Sulla stampa locale è apparso un articolo che, con dovizia di dati, ci ha spiegato come e qualmente una larga fetta di terreni della fascia jonica crotonese e catanzarese restino spesso arsi dalla sete pur essendo in prossimità di invasi ricchissimi d’acqua.
di Diderotto
Il tutto ruota attorno alla dicotomia acqua per produzione di energia elettrica-acqua per uso irriguo e potabile, e prende le mosse addirittura nel 1969, quando la Cassa per le Opere straordinarie nell’Italia meridionale, allora proprietaria degli invasi silani, concedeva la gestione degli stessi all’Enel, all’epoca statale, fissando i quantitativi da destinare alle necessità irrigue e potabili rispetto a quelli occorrenti per la produzione elettrica. Questi rimangono a tutt’oggi i parametri cui uniformarsi.
Successivamente, nel 1972, vengono promulgate le norme attuative per l’istituzione delle Regioni, pur previste in Costituzione dal 1948, e la Regione Calabria diviene proprietaria, fra l’altro, delle risorse idriche, che mantiene in convenzione alla statale Enel, che, pur essa però, dopo essere stata privatizzata nel 1992 con unico azionista il Ministero del Tesoro, nel 1999 apre ai privati e si quota in Borsa.
La pienamente privatizzata Enel, per propria politica industriale, allora, molla baracca e burattini e nel 2009 cede la Convenzione in essere per la gestione degli invasi silani ad A2A, società privata, che annovera fra gli altri azionisti il Comune di Milano e quello di Brescia, e che è quotata anch’essa in Borsa.
Un attimo esplicativo. La produzione di energia elettrica da risorsa idrica avviene con il sistema dei salti, cioè dagli invasi, per caduta, si giunge agli impianti a valle che azionati dall’acqua producono energia elettrica, che subisce, si badi bene, al pari di altri, oscillazioni del prezzo di mercato.
Per tale motivo, per necessità o urgenze mercantili, si può decidere di scaricare masse d’acqua in eccesso per incrementare la produzione energetica, fidando, erroneamente, sulla capacità di contenimento della massa idrica in eccedenza da parte dei bacini di accumulo.
Gli stessi, che ci sono, non sono però sufficienti a ritenere carichi d’acqua sproporzionati, per cui, per esempio per il bacino di Calusia, il surplus del milione di capacità di contenimento, che gli è proprio, va a finire nel fiume Neto e quindi a mare, con una stima approssimativa di 50 milioni di metri cubo annui.
Il risultato è che, a prescindere dalle precipitazioni atmosferiche non sempre all’altezza, l’acqua, che pure ci sarebbe ed avanzerebbe per gli usi irrigui e potabili, spesso manca, sacrificata sull’altare del profitto idroelettrico.
D’altronde A2A, società quotata in Borsa, legittimamente persegue i suoi interessi e quelli dei suoi soci, peraltro piegandosi, ovviamente dietro corrispettivo da parte della Regione Calabria, a parziali rimodulazioni della Convenzione per non infierire sulla carenza idrica per campi e potabilizzatori e anche per contribuire a mantenere la pace sociale.
E allora il problema dov’è?

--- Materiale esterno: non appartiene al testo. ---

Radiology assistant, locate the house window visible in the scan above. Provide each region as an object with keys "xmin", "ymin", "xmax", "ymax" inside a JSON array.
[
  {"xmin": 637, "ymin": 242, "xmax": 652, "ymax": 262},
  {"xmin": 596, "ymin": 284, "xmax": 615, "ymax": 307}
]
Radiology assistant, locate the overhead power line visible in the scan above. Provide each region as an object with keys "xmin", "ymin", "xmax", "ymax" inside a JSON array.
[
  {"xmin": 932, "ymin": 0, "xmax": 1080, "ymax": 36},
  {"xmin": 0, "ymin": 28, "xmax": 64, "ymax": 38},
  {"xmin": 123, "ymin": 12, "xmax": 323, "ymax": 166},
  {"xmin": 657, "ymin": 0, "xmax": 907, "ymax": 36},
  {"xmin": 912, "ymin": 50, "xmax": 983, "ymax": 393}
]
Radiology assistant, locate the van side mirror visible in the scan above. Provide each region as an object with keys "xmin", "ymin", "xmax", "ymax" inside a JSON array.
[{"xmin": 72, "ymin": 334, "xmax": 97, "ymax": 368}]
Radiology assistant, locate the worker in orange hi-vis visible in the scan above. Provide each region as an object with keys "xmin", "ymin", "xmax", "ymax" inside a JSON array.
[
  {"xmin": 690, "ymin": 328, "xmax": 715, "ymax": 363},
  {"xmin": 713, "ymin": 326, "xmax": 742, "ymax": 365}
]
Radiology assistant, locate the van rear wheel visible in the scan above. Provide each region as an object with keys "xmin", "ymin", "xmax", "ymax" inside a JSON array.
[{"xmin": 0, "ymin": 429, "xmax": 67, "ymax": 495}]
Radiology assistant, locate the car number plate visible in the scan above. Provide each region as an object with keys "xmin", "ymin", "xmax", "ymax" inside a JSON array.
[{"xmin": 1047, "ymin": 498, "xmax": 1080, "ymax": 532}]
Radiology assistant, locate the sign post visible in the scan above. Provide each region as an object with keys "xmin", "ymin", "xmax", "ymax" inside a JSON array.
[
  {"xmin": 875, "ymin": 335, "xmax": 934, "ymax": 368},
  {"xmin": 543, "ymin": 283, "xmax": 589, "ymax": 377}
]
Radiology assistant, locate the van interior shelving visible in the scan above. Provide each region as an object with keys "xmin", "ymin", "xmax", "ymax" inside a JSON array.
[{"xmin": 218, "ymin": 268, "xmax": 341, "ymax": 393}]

È in Regione. Il Presidente Occhiuto, tempo fa, in considerazione della scadenza della Convenzione in capo ad A2A, nel Dicembre 2029, ha dichiarato che “competition is competition”, con ciò marcando il principio di concorrenza nel mercato.
E noi ne abbiamo i cogl… pieni. Perché è ora che tutti ricordino che nei giorni 12 e 13 giugno 2011 si è tenuto un Referendum sull’acqua bene pubblico ed i Sì hanno vinto con una percentuale del 95,35% dei voti, sul 57% dei votanti.
Se questo Stato, in ogni sua articolazione, ritiene di voler ristabilire una sua legittimità, invero da tempo a brandelli, deve assolutamente dar corso al risultato referendario e non permettersi più di considerare l’acqua come bene da mercato libero.
E poiché la A2A, in ogni caso, sta da tempo dimostrando che la gestione della risorsa idrica è tra l’altro produttiva di utili, la Regione Calabria, a far data da Gennaio 2030, deve assumere in proprio tale gestione, provvedendo, inoltre, all’ampliamento dei bacini di accumulo per evitare inutili dispersioni, in modo da non dover patteggiare sistematicamente e dietro compenso il soddisfacimento delle necessità idriche della nostra popolazione.
“Competition is competition” se lo riservassero per qualche minchiata milionaria multiregionale! Se ne facciano una ragione tutti: l’acqua è pubblica! E su questo bene non è più consentito a nessuno di imbandire banchetti da straccioni. Il Ponte sullo Stretto potrebbe fare da ottima alternativa.